Sandboxing has been the norm on iOS and iPadOS since the App Store debuted, but Apple didn’t bring it to the Mac until OS X Lion in 2011, although it was initially only for apps distributed through the Mac App Store. With macOS Mojave in 2018, Apple added more granular permission controls and allowed third-party apps to benefit from sandboxing without going through the App Store.

ChatGPT for Mac’s lack of sandboxing doesn’t let it access anything else on your Mac since nearly everything else that’s installed should be sandboxed, but it does allow other apps to access anything that ChatGPT stores on your Mac—including your chat history.

That might not be a big problem if OpenAI had bothered to add even rudimentary encryption to ChatGPT for Mac.
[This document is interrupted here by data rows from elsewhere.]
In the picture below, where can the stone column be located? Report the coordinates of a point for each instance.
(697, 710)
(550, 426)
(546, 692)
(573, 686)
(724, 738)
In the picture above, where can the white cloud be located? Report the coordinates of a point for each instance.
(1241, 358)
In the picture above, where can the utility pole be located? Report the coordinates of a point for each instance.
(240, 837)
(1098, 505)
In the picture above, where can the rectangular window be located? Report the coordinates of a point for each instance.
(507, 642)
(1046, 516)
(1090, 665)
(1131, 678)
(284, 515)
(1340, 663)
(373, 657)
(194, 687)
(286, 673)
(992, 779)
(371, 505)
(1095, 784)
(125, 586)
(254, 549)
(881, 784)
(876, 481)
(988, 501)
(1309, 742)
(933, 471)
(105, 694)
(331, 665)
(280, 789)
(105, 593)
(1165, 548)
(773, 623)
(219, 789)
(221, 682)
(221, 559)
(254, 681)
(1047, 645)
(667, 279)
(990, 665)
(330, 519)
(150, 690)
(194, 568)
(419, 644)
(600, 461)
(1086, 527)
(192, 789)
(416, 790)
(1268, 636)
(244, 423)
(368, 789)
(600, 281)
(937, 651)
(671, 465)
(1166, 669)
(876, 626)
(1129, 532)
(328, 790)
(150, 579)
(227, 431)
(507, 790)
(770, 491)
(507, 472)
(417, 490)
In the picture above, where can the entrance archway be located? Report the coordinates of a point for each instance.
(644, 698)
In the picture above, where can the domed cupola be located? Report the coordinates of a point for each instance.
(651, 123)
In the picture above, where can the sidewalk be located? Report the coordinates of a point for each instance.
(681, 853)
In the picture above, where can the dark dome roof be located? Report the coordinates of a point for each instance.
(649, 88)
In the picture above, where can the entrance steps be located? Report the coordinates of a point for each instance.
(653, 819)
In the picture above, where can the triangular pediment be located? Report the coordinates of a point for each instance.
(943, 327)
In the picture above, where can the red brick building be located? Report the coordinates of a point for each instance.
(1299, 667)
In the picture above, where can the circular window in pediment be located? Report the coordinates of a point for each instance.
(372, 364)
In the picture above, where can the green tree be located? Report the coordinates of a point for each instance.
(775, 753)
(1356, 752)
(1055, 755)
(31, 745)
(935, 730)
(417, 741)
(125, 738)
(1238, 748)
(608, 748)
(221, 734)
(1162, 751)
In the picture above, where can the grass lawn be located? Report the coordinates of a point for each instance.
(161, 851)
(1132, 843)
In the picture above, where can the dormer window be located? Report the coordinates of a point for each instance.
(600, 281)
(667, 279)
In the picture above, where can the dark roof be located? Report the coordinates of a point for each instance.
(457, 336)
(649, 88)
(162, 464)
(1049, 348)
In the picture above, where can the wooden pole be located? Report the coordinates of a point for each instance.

Unfortunately, it didn’t do that either; everything is in plain text and easily readable by any app. The files can be found in the user’s Library folder under Application Support/; they’re stored as binary property list files, but the text is still unencrypted within them, and it’s trivial for a person or third-party app to convert them to XML or simply scrape the text out directly.

While it’s not common for even Apple’s first-party apps, like Mail and Notes, to store data in plain text, the Mac’s sandboxing restrictions prevent other apps from getting at this data, so encryption isn’t necessary. ChatGPT, on the other hand, failed on both counts.

To be fair, there’s no huge expectation of privacy when using ChatGPT in the first place, as OpenAI makes it clear that all your conversations are open to the company to help train the chatbot, but there’s a big difference between what OpenAI employees can see and what friends, family, or hackers can glean from your computer.

Fortunately, it appears that OpenAI has resolved this problem. When The Verge contacted the company, a spokesperson said it was already aware of the issue and shipped an update that encrypts the chats.

It’s unclear when the problem was fixed, but the latest version of ChatGPT for Mac, 1.2024.171 (1720028552), is dated today (July 3) at 1:50 p.m. and no longer exhibits this behavior. As soon as we updated the app, the conversation files in the ChatGPT library folder became unreadable by a standard text editor. While we’re not going to assume OpenAI is using unbreakable encryption here, it’s still far better than leaving everything lying around in plaintext.